Another unique aspect of an Ulster Fry is potato bread, a hybrid of two of the best carbs (gnocchi, who?). Affectionately dubbed ‘wobbly’ by my Irish relatives (when it’s fried up, it goes a bit wobbly, you see), there are few breakfasts more satisfying than fried up potato bread with sausage, bacon and a fried egg. Add a healthy dollop of ketchup (just don’t tell my Irish grandparents about that last bit – they wouldn’t approve!).
Sticking with the bread theme, Veda is another must-try Northern Irish loaf. The best way I can describe this is akin to Soreen malted loaf, only without the raisins.
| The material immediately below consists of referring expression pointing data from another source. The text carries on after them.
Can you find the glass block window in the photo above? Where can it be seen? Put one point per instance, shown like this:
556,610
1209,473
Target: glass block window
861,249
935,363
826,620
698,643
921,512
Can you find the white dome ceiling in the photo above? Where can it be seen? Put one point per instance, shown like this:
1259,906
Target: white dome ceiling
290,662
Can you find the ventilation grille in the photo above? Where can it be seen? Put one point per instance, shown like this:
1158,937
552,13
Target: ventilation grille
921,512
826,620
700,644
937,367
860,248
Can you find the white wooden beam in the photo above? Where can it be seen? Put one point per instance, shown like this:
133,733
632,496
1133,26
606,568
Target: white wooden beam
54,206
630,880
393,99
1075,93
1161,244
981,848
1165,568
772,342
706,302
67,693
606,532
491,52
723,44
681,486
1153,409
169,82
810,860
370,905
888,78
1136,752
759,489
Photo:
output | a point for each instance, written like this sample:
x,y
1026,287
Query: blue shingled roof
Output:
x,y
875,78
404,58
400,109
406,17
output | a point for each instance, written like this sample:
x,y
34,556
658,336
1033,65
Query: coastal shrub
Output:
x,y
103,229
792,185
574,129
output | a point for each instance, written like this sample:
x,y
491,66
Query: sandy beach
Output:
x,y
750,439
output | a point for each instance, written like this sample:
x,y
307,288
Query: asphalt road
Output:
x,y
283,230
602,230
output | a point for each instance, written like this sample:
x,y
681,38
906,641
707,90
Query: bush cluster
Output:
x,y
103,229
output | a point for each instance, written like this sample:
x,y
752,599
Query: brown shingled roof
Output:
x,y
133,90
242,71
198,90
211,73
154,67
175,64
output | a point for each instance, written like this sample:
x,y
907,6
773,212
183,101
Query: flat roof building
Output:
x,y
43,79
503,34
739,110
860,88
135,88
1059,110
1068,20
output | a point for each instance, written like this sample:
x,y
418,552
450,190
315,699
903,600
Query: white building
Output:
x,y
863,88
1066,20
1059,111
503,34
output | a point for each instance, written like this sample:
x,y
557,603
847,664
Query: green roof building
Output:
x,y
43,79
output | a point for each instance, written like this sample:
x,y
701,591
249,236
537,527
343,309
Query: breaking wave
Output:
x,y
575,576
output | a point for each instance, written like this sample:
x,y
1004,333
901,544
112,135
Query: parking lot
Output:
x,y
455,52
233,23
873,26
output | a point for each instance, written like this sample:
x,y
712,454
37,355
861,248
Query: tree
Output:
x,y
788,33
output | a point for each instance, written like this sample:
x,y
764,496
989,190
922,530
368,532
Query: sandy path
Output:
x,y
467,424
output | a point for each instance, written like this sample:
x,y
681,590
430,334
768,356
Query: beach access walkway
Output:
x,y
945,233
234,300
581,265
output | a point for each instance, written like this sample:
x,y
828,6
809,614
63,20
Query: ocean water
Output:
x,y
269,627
Although it’s a sweet loaf, this tastes really good topped with cheese (but hey, what doesn’t?). Top tip: Buy the pre-sliced version as it can often be tricky to cut.
Looking for vegetables? You won't find them in a veggie roll!
Veggies and vegans: Don’t be fooled by the word ‘veggie’ in the title, this meaty feast is not your friend. ‘Veggie’ roll is in fact a roll of cuts of beef and pork mashed with onions and leeks with a sprinkling of herbs in it. Like most Northern Irish foods, just fry it and see!
Champ; an excellent excuse to consume an excessive amounts of proper butter
Champ is essential buttery mashed potato with spring onions mixed in, so what’s not to love, right? Now, if a local insists on putting ‘scallions’ in the champ, don’t be alarmed: scallions is ‘Norn Iron spake’ for spring onions. Either way you say it, champ is a great way to liven up the lowly mashed potato and it goes really well with white fish.
15 is the quantity of each ingredient...or how long in seconds until you've devoured the whole plate
Fifteens are a sweet treat of a traybake that are set in the fridge, rather than baked. The name comes from the fact there are fifteen of each ingredient: 15 crushed up digestives, 15 glacé cherries, 15 cut up marshmallows, plus a tin of sweetened condensed milk.
Form the mixture into a large sausage shape and cover in desiccated coconut before wrapping in cling film and refrigerating for a few hours. Once they’re set, slice into pieces and enjoy with a cuppa tea!
English with Linguistics | 2nd year | Huddersfield, England
I am 19 year old Yorkshire lad, born and bred but now studying English with Linguistics at Queen's. I decided to come to over to Northern Ireland after many holidays visiting family across the country. I am part of the university politics society and the debating society. This semester I'm also doing a French language course - wish me luck! I'm a keen swimmer which is certainly needed when this country has so much good food to offer!